2019-07-24 01:12:15.531117
Day 1 I wanted to go wild and out. I've done 100 days before. It was like..hundreds of days ago.
So yeah, I know I've got some skills. I wanted to mess around with some javascript and make a graph but I can't figure out the whole .min.js file in the folder thing so maybe someone can tell me who knows about those things.
So I wanted to publicly start a project. I want to catalog a bunch of videos I want to watch on Youtube and see if I can't make a language corpus for the channel as well. What will these things help me with? Not much useful stuff but it's challenging and for now that's reason enough.
The channel I've picked is Siraj Rival's channel. He's super energetic, fun to watch, and talks about awesome things so maybe I might be able to meta learn from doing this to his channel. Going to start with the smallest slice, getting the transcript.

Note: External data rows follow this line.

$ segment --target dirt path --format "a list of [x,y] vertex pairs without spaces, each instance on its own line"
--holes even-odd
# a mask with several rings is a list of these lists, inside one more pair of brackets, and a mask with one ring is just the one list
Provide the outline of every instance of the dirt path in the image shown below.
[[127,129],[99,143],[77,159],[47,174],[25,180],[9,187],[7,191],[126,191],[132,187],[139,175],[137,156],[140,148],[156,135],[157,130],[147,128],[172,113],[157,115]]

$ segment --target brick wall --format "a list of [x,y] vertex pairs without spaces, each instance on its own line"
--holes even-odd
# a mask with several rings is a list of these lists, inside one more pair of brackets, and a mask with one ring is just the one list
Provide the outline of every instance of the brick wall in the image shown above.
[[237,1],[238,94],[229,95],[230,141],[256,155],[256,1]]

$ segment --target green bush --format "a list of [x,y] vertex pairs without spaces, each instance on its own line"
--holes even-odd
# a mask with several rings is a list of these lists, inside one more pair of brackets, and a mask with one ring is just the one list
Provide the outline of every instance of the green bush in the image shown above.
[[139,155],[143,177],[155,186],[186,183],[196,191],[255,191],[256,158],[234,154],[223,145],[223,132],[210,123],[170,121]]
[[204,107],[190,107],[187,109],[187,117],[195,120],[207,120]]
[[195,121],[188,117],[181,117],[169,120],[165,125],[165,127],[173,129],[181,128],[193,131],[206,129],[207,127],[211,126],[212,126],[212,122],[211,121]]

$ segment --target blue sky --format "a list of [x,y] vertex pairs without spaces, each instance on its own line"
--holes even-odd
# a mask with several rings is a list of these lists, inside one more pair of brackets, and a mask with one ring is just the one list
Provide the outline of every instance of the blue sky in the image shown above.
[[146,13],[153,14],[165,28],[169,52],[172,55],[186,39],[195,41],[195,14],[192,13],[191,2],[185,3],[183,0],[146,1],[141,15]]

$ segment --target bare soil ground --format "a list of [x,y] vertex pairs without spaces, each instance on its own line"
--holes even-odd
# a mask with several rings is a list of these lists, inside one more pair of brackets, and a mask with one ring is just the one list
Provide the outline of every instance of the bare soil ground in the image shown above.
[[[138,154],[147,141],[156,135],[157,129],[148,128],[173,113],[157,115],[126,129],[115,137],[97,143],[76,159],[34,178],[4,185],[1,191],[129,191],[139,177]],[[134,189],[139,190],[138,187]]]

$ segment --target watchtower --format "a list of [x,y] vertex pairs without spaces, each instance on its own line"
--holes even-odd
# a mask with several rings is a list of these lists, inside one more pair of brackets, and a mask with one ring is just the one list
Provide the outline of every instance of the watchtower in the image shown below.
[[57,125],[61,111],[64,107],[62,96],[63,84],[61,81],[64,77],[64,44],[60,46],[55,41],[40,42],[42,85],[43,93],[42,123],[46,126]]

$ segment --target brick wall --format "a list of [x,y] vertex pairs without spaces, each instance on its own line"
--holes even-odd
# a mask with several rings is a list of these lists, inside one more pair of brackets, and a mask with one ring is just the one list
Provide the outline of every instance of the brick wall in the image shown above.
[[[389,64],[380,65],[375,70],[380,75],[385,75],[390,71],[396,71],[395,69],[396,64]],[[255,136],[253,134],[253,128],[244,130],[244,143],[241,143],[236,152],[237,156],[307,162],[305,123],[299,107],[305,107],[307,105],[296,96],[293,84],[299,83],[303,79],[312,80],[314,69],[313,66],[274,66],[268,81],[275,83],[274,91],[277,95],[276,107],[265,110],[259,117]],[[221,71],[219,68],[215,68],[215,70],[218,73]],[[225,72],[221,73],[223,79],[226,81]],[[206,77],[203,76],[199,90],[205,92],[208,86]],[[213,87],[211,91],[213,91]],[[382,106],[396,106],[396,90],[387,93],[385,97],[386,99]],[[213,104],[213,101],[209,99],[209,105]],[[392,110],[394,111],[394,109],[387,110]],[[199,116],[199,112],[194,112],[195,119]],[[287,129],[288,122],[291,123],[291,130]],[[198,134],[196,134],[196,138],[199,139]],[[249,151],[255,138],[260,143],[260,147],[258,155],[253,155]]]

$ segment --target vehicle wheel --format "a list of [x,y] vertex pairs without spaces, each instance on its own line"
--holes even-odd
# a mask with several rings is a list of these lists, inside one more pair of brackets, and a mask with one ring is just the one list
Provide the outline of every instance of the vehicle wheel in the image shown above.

from youtube_transcript_api import YouTubeTranscriptApi
Install it if you don't have it. I'm your friend
Someone already made something dope and easy to use so just use that.
all you need is the part of the video link that comes after the equal sign in address bar
here's the url: https://www.youtube.com/watch?v=9rDhY1P3YLA
I could just cut it off and copy paste away but I am trying to build something I can use in the future.
video_url = "https://www.youtube.com/watch?v=9rDhY1P3YLA"
video_splice = video_url.split('=')
video_splice
video_transcript = YouTubeTranscriptApi.get_transcript(video_splice[1])
video_transcript[0:7]
video_transcript[0]['text'] # how to separate one 'text' from the pack
video_transcript_list = []
a = 0
for i in video_transcript:
video_transcript_list.append(video_transcript[a]['text'])
a+=1
video_transcript_list[:10]
alrighty, now for the finale. I'm going to turn it into a string.
s = ' '
transcript_string = s.join(video_transcript_list)
transcript_string[:500]
boom da boom. That's not all I have done today for coding but I don't always just want to work on my site. I also did some Dataquest lessons. Let me know what you think.
Peace.
!date # begin of EDIT
okay spoiler alert. i didn't end up doing what i said i was going to do in the first part of this post. why? i'm not sure i haven't read day two yet and i said i was going to go wild up there so who knows WHAT was going to happen. and the very last cell where i said i'm going to turn it into a string i don't even test the data type..i just print it. so silly.
the reason i was interested in this in the first place was to build up a kind of search bank for conversational knowledge on certain educational youtube videos. i think that was the intention. i'm not sure what i inteded to build tho..
okay for some vocab words up there. and maybe down here too.
min.js i still have no clue, something you need in your local directory to run javascript (that's a wile guess)
corpus is a collection of words. honestly that's the simplest version of it. the reason it's called a corpus is because of what it is used for, and it's used to teach machines how to read things within the context of what words are provided in that corpus. a corpus is kind of a data structure that you can get information about these words too.
data structure tbh, data structures and algorithms were my last course in computer science in school. and it was hard but simply - a data structure is for storing data, an algorithm is a pattern to take that data and move it over here and do something fancy to it. in code a data structure can look like these
some_data = ['look at all the data', 1, 3]
some other data = { 'this one' : 'has key value pairs',
'key' : 'value'
'do' : 'do'}
with all that contextual knowledge it's good to probably know that my indecision in ever completing this project probably came from trying to decide whether to write code or to find another youtuber. or day two came and i was hurrying trying to put code together.